At least two very respectable persons (one the aforementioned Beardsley and the other to be called “Ayle-sa”) recommended to me Spirit of the Beehive (El espíritu de la colmena), and they each did so more than once. This spells out almost certain doom for a film – not because they’re wrong about the film, but because my expectations fly up, as Buster Bluth would say, “a little too close to the sun.” Nevertheless, this was a truly delightful movie, one shunned by most academics, and for good reason. Some films defy…not analysis so much as dissection. They’re too beautiful in all their wholeness to be cut up into pieces or reduced to a particular example of a particular movement in cinema blah blah. Spirit of the Beehive is beautiful, as I told dear Beardsley who showed it to me, for not only depicting a child in her natural element but also leaving the viewer with no choice but to recall palpably what childhood was and should continue to be. The film’s casting couldn’t have been better; the little girl was precious without being precious, as it were. Víctor Erice thematized the curiosity inherent in childhood into (something like) the incredulity toward sight; the eyes can’t be trusted. A picture may be worth a thousand words, but photos most certainly can lie. It’s been a few days now since watching the film, but scores of examples (only some of which I can recall) validate this claim. Ana (the main character) is tricked be her sinister older sister Isabel. Not only does Isabel enjoy strangling the family cat, but she plays cruel sight gags on Ana. She tells Ana about a local friendly apparition, knowing that Ana will believe her. The magic of the film occurs when Ana concludes that a wounded, escaped convict is this spirit. Her kindness to him lifts the viewer’s soul high only to crash down when Ana (again, deceived by sight) sees blood in the place of the man and concludes that her father has killed him. Isabel’s earlier deception of Ana, playing dead to scare her younger sister, foreshadows a real death later, the aftermath of which Ana will witness. The sequence of Ana searching the estate grounds for someone to help when she thinks Isabel is dead or unconscious is stirring, demanding an answer to the question, who would mislead such a beautiful person? Ana retains the spirit of her childhood (=”the spirit of the beehive”?) despite forces surrounding her attempting to hasten her move to adulthood.
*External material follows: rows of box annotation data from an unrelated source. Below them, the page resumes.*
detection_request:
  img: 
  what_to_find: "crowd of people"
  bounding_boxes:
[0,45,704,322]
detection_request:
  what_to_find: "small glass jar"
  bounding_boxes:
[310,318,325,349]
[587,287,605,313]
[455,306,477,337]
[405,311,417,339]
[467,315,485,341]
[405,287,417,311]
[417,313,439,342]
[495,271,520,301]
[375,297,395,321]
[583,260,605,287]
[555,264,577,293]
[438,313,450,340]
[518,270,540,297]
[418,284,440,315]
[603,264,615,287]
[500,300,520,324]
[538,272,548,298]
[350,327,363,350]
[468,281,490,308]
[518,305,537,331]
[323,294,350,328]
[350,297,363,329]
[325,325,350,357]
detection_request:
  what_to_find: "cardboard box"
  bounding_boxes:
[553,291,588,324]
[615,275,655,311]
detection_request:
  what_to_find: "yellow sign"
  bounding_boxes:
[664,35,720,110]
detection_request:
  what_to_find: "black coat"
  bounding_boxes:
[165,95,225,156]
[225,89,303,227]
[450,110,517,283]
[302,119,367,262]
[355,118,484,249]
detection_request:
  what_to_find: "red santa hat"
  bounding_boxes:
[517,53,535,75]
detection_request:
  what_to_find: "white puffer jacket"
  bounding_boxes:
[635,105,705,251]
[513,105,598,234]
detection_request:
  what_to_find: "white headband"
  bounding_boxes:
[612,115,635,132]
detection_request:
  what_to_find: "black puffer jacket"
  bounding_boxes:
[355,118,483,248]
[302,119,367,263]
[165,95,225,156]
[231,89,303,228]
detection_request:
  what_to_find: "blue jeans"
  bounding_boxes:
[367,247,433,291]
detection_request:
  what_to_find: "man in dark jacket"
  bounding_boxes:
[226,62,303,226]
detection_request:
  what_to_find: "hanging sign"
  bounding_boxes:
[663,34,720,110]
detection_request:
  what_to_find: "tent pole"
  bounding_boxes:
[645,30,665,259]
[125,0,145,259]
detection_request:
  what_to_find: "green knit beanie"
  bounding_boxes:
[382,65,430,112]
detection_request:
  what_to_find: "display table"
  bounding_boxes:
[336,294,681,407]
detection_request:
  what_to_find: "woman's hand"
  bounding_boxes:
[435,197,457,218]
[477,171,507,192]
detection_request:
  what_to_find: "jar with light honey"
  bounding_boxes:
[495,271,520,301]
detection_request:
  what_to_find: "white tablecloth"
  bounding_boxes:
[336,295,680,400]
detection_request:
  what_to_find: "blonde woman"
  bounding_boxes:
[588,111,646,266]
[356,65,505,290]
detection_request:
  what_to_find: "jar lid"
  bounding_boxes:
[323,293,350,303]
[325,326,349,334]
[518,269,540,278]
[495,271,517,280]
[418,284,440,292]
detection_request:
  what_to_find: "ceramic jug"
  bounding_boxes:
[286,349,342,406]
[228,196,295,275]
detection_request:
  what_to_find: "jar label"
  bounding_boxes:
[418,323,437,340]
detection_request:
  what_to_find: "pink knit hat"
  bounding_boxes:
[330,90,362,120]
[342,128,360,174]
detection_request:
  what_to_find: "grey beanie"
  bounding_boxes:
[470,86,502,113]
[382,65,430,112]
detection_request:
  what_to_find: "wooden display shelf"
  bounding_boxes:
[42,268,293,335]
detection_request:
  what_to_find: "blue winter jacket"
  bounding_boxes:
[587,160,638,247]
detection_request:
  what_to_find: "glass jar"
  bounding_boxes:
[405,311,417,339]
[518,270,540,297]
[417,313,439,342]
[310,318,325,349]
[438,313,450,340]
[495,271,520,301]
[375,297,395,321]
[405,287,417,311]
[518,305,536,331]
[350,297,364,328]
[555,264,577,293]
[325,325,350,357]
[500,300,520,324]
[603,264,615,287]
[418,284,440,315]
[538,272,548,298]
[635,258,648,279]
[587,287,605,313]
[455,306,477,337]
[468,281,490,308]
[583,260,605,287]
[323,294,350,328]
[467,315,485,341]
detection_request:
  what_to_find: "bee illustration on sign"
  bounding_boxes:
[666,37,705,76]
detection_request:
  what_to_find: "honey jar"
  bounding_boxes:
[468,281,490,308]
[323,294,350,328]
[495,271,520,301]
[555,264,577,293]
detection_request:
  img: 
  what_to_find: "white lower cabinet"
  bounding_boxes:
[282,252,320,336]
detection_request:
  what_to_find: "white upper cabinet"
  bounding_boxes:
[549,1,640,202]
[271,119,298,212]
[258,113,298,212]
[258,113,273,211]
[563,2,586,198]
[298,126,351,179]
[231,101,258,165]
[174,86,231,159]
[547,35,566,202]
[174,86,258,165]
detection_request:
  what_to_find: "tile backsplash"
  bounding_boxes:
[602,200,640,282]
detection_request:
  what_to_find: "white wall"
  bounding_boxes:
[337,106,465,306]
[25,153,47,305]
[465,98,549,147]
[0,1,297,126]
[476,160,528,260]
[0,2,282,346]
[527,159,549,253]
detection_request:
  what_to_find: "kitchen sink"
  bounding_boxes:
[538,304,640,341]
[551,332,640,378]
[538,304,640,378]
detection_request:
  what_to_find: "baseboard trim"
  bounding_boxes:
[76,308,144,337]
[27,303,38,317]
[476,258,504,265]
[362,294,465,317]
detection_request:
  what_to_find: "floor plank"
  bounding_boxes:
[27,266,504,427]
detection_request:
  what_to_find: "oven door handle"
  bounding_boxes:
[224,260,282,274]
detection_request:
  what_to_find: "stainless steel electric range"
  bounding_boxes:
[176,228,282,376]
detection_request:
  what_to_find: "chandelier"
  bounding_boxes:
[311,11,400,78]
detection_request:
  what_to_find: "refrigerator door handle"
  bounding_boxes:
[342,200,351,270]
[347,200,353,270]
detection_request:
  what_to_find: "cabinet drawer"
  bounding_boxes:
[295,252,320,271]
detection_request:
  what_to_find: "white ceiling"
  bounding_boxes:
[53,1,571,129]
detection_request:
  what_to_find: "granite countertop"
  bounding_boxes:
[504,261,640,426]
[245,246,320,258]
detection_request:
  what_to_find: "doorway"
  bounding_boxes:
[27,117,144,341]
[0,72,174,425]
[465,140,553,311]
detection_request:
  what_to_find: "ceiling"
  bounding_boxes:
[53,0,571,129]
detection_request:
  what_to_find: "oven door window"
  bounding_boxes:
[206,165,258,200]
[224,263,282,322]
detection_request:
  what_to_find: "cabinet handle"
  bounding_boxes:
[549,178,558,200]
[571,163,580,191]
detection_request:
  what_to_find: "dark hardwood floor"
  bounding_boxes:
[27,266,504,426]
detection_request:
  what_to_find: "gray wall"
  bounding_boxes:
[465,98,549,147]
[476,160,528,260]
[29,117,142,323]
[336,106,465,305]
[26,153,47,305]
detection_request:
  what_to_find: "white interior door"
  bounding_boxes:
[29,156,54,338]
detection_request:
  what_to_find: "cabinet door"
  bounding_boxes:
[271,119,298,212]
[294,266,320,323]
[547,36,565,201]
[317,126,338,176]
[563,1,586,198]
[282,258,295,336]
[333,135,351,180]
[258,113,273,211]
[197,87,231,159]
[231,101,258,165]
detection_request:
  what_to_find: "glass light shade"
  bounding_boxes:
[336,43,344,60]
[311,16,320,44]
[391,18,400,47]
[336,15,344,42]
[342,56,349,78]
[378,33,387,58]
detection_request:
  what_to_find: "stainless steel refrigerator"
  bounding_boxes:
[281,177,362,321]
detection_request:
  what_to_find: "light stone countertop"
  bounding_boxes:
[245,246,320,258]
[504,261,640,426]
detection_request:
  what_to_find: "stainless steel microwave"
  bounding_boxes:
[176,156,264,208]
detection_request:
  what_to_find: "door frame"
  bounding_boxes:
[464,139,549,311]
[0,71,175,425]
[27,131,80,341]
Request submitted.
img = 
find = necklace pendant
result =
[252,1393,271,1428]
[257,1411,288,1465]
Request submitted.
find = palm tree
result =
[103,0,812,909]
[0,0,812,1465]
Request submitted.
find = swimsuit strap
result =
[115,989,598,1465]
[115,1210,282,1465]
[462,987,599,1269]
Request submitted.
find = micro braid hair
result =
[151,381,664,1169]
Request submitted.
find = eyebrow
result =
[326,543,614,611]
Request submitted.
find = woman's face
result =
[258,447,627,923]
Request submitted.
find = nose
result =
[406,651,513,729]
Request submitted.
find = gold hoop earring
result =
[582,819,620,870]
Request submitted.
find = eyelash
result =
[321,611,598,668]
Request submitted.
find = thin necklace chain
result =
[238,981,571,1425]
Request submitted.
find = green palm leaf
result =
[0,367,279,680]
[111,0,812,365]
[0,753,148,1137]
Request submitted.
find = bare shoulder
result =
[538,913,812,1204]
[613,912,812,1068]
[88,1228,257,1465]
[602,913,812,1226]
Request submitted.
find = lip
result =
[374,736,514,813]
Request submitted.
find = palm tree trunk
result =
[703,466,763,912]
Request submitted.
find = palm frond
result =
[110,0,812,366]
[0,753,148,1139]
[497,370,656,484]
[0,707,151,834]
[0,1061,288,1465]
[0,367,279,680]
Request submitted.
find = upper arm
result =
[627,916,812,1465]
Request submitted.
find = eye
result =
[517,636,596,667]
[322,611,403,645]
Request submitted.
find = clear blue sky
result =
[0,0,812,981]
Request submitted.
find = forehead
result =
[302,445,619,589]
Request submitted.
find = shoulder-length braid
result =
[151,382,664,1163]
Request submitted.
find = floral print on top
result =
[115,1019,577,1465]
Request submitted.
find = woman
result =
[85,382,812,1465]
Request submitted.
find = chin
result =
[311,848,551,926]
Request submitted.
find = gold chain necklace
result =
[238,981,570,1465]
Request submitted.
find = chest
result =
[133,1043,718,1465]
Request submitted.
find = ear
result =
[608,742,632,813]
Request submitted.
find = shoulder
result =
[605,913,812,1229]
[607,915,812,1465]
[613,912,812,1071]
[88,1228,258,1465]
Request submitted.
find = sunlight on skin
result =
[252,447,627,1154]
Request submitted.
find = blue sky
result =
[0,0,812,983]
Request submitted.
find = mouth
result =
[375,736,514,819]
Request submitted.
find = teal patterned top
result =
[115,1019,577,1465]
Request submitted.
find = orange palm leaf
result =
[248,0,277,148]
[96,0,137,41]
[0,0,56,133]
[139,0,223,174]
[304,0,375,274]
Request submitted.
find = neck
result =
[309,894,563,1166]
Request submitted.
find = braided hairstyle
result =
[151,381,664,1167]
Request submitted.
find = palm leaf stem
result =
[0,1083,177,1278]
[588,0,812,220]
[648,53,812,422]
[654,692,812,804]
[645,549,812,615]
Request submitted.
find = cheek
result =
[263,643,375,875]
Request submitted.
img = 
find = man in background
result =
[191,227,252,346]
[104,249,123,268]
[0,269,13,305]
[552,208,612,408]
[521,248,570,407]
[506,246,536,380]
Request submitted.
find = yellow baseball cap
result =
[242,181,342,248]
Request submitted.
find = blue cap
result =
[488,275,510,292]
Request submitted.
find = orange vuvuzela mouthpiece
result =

As for the theme of sight, Erice is seemingly conscious of the nature of the cinematic medium as he critiques and at the same time applauds childlike belief in the visible. The film opens with a screening of Frankenstein in the town. For a film to begin with a film within certainly acknowledges the interplay occuring, as we see over the heads of numerous Spanish villagers the projected image of Frankenstein’s monster; our view is exactly where the film projector stands, as if the diegetic projector and the actual camera are the same unit. Later in the film, the theater – apparently the only public building in town – is used as a makeshift morgue when the convict is brought in dead. Instead of visually hungry children gazing entranced at the screen, there is a corpse. The image is dead, it has deceived us. The empty square that the projected film filled is a grey box, and the man that Ana believed was the spirit of the beehive is just a dead prisoner. One wonders if Erice is almost apologizing for giving us this film and yet doing so still, as a necessary evil. He commends to us Ana, the pure but not sentimentalized child whose assumptions, though strictly speaking inaccurate, propelled her to goodness and generosity.
PS: Mushrooms, hallucination, mother’s fake-sleeping, Ana mistaking film for reality contribute further to above theme. Also, thanks again to DVD Beaver for stills.